Ahora voy comprendiendo
en qué consiste la “inocente” industria de la inteligencia emocional, encargada
de producir esa confusión que tan necesaria le resulta al individuo sometido
como al mantenimiento del Estado de dominación.
(1) Los futuristas, como Fredric Jameson menciona con acierto, “mostraron
sin disimulos un notorio entusiasmo por la tecnología en tanto que veían en
ella el signo más excelso de la reconstrucción prometeica de la sociedad”.

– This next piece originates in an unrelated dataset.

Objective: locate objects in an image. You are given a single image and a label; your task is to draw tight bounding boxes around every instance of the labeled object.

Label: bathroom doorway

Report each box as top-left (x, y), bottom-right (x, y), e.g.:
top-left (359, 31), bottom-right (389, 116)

Frente a esa furia vanguardista, en la postmodernidad, según este autor,
habríamos dado un paso atrás, alarmados y preocupados, no tanto por las
implicaciones éticas o los peligros reales que acarrea un progreso desaforado,
cuanto por entender, más o menos conscientemente, que dicho progreso no es más
que la manifestación exterior de un poder oculto, de implicaciones globales y
ramificaciones inimaginables, que tiene el sublime nombre de capitalismo
multinacional (Inmaculada Murcia Serrano, en su ensayo sobre “Lo sublime de
Edmund Burke y la estatización postmoderna de la tecnología).